For this task, your group should record two stories, one using only audio and one using video. Each story should reflect some aspect of student folklife: perhaps a tale of one’s first experiences participating in a campus tradition, a story that reflects the struggles of cooking in the residence halls, or a macabre story about Science Hall. After recording and uploading, write a short analytical text, share, tag with the term “stories” (and other relevant tags), then comment on two other posts.

 

Folk Art: Folk art is a broad term that encompasses arts and crafts designed for use (canoe paddles, rag rugs, furniture) and traditional decorative arts (textiles, clothing, jewelry, or wall-hangings). Folk art is usually taught outside institutions, and the art is more likely to be used than hung on the wall, yet folk art is every bit as full of symbols and meanings as so called “high art.”

For this task, your group needs to document one folk art within UW student culture, using photographs and/or video. This could be a knitter, a jewelry-maker, a woodworker. It might involve tattoos, specially ornamented backpacks, or the placing of a stocking cap and scarf on the statue of Abraham Lincoln. It might be helpful to think of folk art as a relationship between the product, process, and people. For instance, the materials used (natural vs. synthetic) or the process (old-fashioned vs. reliant on new technologies) will tell us a great deal about the meanings within the folk art. Once again, after uploading, write a short analytical text commenting on the relationship between the folk art and student culture, share, tag with the term “folk art” (and other relevant tags), then comment on two other posts.

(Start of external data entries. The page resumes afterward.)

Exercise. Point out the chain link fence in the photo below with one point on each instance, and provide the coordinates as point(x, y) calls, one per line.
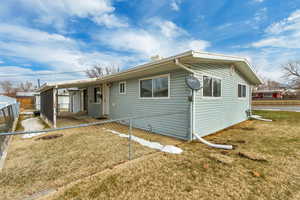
point(82, 147)
point(8, 115)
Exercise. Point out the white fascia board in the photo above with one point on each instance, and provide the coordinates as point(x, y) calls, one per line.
point(221, 57)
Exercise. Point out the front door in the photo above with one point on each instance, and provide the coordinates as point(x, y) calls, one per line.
point(105, 99)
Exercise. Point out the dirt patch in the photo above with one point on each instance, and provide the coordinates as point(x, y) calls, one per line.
point(248, 128)
point(222, 158)
point(49, 137)
point(253, 156)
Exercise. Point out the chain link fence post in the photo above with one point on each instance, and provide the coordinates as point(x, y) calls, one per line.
point(129, 140)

 September 28: Reflective Essay due. Review the fieldwork collected by each group on Place, Stories, and Folk Arts. You can review using the ARIS game using the iPad. You can also access player Notes online at http://arisgames.org/server/services/v1/samples/viewPlayerCreatedNotes.html?gameId=4363. Be sure to take note of the group’s year in school as you watch these videos.

 

Each student will use this data as the basis of a 5-page essay. This essay should have four sections:

1) Identifying Information: Very briefly provide the names of your group members, and indicate the titles of the Notes you created.

2) Content Analysis: What observations can you make from this data set about self representations of student life on the UW-Madison campus? How does the understanding of campus life change as one transitions from a Freshman to an Upperclassman? How does your own group’s documentation parallel and differ from the documentation of other groups? What do the differences suggest about both the ethnographers and the interviewees? Which fieldwork surprised you the most and why? Be sure to provide detailed and specific examples which back up your claims!

3) Presentation Analysis: Which interviews, videos, and photographs within the entire class are the most successful? Explain why they are effective. Which of your own group’s videos and photographs are the most successful and why? Which of your group’s videos or photographs has the most room for improvement and why? (Don’t worry: fieldwork is an improvisatory art, and it’s absolutely normal to make mistakes).

4) Group Process: Briefly reflect on the group process. Was the work divided fairly, and did group members perform the tasks they committed to do? Did group members attend all scheduled out-of-class meetings? What did you take away from this experience working with a group? This information will remain confidential.